Words have a way of influencing emotions, even when we're not really thinking about what we're saying. Every day we hear negative talk about women's bodies, especially about fat women's bodies, from the media, from co-workers, from passing strangers, from health practitioners, even from well-meaning friends and family members. Sometimes, those negative messages start playing in our heads like a broken record. We may even hear them coming out of our own mouths, whether we really mean them or not. At this month's FREE Make Friends with Your Body Brown Bag workshop, we'll talk about which messages we're holding onto, and what we can do to counter them with positive, body-loving, size-positive self-talk.

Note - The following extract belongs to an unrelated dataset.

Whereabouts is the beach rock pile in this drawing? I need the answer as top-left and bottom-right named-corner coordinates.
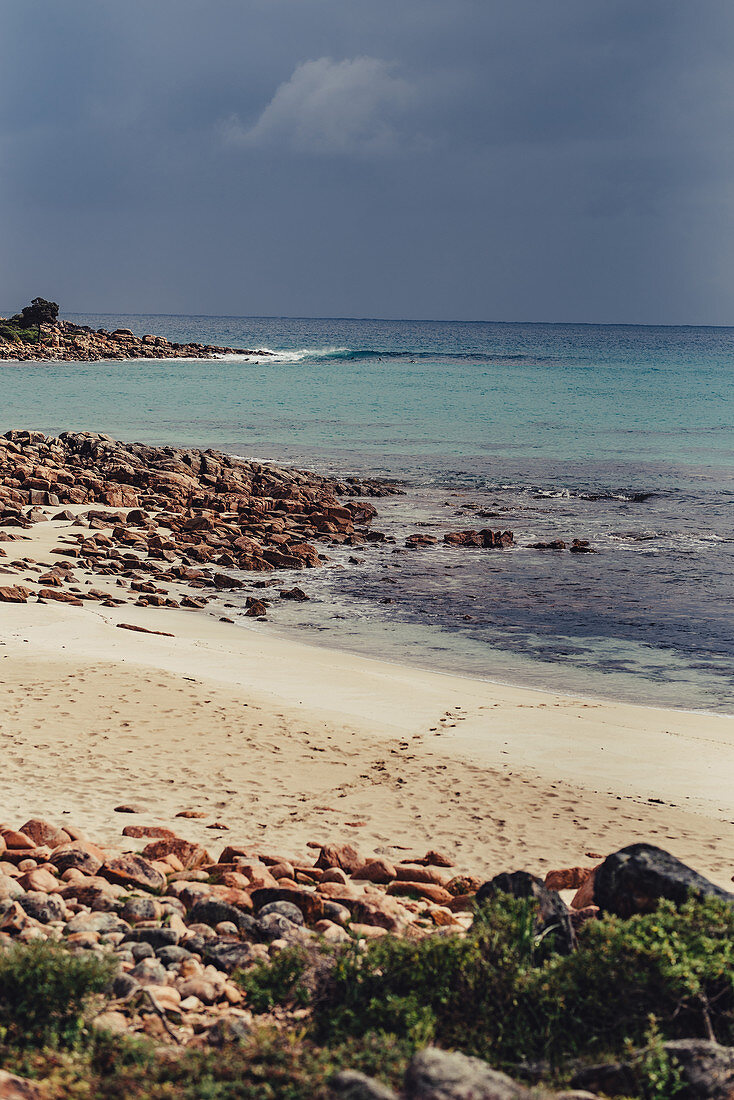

If you can't make it to the workshop, or if you'd like to prepare for this discussion on your own, try this exercise in your journal:
1. Make a list of all the statements you can think of, positive or negative, that you've heard about your body, women's bodies, or fat bodies. Write quickly and try not to censor or analyze.
2. Put a star next to any messages that feel positive and actually raise your self-esteem. Remember to practice repeating these to yourself later on.
3. Circle the ugliest, meanest statements on the list and, next to each one, write a counter-statement to remind yourself that the negative message just isn't true. For example, if the negative statement is "Your fat is ruining your health," you might counter with, "Accepting my size helps me love my body and keep it healthy."
4. Now, based on your counter-statements and the positive messages from your original list, craft one or two affirmations that make you feel good about your body. Remember that the most powerful affirmations are 1) stated in grammatically positive terms, avoiding words like "not" and "never," and 2) stated in the present tense. So "I see myself as attractive," gives the mind a more powerful message than "I will learn to see myself as attractive," or "I do not see myself as unattractive."